L’appuntamento serale divenne irrinunciabile fino alla fine delle ostilità, molto sangue e molte tragedie dopo. Parla Londra, era il segnale di arrivo di una voce amica, l’unica in quell’Europa posseduta da mostri. Seguito da quell’incipit della Quinta di Beethoven, che in realtà era la trascrizione in linguaggio morse della V per vittoria che le dita di Churchill avevano sbattuto in faccia al mondo intero fin dall’ora più buia.
Dopo che i primi rovesci avevano mostrato come la guerra a fianco di Hitler fosse stata nient’altro che una solenne idiozia, la gente smise di ascoltare la propaganda fascista diffusa dagli altoparlanti e si concentrò su quella voce sommessa che arrivava da lontano, da Londra, la capitale inglese che a quanto pareva i bombardamenti tedeschi e italiani non erano riusciti né a distruggere né a ridurre al silenzio. Fu da Radio Londra che molti italiani appresero nella notte del 25 luglio 1943 che Benito Mussolini non era più il loro Duce.
Il colonnello Harold Stevens, ribattezzato colonnello Buonasera, con la sua voce pacata, amichevole, rassicurante, avrebbe poi tenuto al corrente gli italiani (così come altri suoi colleghi, a cominciare da Thomas Mann, emigrato in Florida, facevano con le altre popolazioni europee) degli sviluppi della guerra di liberazione. La voce di Stevens prometteva ai nemici un dopoguerra di ritorno alla normalità, alla amicizia che aveva legato i due popoli fin dai tempi di Garibaldi e di Mazzini. Quando gli angloamericani sbarcarono in Sicilia a Gela il 10 luglio del 1943, i siciliani fecero trovare loro uno striscione che recitava: ben arrivato colonnello Stevens.
A quel punto, Radio Londra occupava le sue frequenze anche con messaggi, per così dire, di servizio. Le cosiddette trasmissioni in codice destinate alle forze combattenti nelle zone occupate. Il 6 giugno 1944 Londra avrebbe parlato finalmente recitando i versi di Paul Verlaine, tratti da quella sua Chanson d’Automne che lui mai e poi mai avrebbe immaginato potesse un giorno essere destinata a diventare così immortale. Ferisce il mio cuore con monotono languore. Il Maquis, la Resistenza francese, aspettava a gloria quei versi, perché erano il segnale dell’inizio del D-Day, lo sbarco in Normandia. Il giorno in cui la loro patria, tutte le patrie, avrebbero riavuto la libertà.

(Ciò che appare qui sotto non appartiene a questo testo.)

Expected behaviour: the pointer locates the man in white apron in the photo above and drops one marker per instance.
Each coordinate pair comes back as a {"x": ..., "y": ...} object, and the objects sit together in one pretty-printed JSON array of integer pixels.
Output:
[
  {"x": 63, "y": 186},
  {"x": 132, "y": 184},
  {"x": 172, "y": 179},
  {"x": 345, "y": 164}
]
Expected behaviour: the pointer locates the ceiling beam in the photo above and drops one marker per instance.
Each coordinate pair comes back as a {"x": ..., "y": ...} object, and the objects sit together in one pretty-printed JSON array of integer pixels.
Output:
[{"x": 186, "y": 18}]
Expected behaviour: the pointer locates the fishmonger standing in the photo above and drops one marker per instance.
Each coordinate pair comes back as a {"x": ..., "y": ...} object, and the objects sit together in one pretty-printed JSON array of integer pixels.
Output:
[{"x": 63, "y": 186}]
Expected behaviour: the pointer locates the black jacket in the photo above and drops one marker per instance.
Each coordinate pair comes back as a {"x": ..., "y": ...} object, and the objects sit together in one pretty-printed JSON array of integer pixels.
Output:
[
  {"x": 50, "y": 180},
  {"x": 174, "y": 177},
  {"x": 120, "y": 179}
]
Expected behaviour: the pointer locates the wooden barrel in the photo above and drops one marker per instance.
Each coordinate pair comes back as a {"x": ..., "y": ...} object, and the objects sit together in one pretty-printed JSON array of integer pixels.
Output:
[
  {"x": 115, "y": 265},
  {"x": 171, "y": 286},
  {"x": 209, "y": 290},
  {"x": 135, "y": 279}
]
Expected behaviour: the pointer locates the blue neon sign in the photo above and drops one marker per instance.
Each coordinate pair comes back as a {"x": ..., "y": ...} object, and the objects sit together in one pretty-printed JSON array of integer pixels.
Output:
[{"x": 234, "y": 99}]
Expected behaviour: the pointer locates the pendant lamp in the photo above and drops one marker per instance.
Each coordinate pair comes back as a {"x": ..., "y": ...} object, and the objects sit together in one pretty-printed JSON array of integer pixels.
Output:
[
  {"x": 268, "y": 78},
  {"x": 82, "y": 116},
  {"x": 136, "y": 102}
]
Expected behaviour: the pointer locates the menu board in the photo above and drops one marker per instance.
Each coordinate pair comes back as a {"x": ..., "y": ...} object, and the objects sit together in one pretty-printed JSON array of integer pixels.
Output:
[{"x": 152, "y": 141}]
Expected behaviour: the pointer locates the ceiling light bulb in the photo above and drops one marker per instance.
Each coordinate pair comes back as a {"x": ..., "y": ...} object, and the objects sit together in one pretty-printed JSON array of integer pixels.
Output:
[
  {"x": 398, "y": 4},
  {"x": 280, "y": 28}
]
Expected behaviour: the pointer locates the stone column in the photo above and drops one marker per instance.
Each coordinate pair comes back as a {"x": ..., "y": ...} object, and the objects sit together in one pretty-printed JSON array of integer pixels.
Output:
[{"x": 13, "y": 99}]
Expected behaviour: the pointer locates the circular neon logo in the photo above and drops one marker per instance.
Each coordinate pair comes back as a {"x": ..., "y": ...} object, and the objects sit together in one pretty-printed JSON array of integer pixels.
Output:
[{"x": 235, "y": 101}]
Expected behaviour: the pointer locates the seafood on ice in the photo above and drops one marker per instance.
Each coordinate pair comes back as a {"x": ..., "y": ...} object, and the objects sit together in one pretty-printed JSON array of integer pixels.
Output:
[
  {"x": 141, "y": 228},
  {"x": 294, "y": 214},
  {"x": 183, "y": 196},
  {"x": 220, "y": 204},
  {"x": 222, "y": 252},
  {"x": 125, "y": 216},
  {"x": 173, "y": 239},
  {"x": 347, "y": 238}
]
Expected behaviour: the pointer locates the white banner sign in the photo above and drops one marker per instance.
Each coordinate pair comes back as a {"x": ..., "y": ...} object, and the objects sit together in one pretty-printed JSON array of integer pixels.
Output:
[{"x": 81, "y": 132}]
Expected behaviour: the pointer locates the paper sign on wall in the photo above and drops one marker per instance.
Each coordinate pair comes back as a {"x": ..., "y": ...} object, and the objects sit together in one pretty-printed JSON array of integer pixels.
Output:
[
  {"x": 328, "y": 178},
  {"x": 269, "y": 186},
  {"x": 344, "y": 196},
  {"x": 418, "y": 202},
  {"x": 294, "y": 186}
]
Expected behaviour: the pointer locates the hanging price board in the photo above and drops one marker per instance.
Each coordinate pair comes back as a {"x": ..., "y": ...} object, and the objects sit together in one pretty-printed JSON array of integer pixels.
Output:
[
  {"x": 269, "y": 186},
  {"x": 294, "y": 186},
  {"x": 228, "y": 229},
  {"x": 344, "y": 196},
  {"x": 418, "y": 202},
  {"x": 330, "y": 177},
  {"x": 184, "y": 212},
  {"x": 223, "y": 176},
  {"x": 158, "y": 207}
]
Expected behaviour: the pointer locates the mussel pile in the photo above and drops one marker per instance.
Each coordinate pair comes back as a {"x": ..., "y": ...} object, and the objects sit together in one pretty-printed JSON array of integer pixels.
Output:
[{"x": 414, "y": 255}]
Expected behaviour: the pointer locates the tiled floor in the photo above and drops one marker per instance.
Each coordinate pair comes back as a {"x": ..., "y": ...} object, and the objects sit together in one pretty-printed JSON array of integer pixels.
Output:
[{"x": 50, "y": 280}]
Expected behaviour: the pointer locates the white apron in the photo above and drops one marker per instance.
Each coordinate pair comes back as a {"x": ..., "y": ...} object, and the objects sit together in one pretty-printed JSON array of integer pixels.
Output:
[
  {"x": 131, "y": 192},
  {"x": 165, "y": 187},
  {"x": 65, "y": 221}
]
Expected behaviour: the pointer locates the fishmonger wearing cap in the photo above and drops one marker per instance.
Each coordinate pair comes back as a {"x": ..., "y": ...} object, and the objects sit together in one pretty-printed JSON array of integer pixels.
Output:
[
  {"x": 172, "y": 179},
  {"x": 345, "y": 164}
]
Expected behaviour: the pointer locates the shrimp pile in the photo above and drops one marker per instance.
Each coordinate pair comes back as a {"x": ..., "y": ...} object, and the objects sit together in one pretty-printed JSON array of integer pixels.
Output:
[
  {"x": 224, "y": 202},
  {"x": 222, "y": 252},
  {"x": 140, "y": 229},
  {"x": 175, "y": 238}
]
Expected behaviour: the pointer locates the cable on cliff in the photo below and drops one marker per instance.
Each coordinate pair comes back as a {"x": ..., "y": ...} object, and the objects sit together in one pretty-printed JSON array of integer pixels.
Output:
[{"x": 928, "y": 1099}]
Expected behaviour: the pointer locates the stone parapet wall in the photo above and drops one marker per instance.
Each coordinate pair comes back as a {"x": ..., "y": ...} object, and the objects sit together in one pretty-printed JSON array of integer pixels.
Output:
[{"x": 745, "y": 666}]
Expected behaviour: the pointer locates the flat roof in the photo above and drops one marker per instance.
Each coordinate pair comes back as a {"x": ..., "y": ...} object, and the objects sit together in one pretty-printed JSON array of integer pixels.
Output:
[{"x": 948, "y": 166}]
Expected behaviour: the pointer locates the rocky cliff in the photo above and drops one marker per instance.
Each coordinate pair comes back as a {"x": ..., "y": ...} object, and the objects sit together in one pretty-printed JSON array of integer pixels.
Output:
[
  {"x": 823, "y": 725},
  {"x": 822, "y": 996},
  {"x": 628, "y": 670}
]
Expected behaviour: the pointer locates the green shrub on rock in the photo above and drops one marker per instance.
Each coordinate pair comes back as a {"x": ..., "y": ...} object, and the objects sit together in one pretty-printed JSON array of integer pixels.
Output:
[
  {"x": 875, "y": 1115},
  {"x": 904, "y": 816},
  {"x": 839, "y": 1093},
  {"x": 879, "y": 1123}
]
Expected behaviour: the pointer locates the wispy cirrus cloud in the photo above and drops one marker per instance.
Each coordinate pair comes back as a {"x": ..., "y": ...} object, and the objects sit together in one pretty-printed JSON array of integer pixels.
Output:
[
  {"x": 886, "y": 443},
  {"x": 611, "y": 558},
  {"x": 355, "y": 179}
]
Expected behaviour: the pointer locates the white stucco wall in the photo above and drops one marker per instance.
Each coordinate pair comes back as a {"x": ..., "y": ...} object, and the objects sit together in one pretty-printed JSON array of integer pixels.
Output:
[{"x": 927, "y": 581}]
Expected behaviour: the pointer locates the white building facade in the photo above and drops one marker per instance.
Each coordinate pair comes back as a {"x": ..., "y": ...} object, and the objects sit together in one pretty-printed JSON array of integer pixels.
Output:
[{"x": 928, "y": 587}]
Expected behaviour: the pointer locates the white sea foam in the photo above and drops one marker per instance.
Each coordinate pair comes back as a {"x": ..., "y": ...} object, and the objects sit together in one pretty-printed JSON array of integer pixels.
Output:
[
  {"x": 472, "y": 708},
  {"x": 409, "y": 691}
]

Per quattro interminabili anni, italiani, francesi, tedeschi e tanti altri europei avevano resistito nella notte più buia aggrappati a quelle voci lontane. In Italia, rischiando due mesi di arresto e mille lire di multa con il sequestro dell’apparecchio radio. Il regime fascista non è mai stato particolarmente crudele, se non nei giorni lividi di Salò e delle Camicie Nere in disperata ritirata. Il regime nazista non era altrettanto condiscendente. Per chi veniva beccato a sintonizzare il suo Volksempfänger, il suo ricevitore radio, sulle frequenze di Radio Londra, c’era la pena di morte.
La BBC continuò a trasmettere in italiano L’Ora di Londra ogni sera fino al 31 dicembre 1981, quando il programma fu chiuso per motivi economici, nonostante le proteste di numerosi ascoltatori della nostra penisola. Le ultime trasmissioni andavano in onda nella fascia oraria dalle 22.00 alle 23.00. Risulta che almeno centomila dei nostri connazionali avessero conservato da quarant’anni a quella parte l’abitudine di ascoltare la BBC.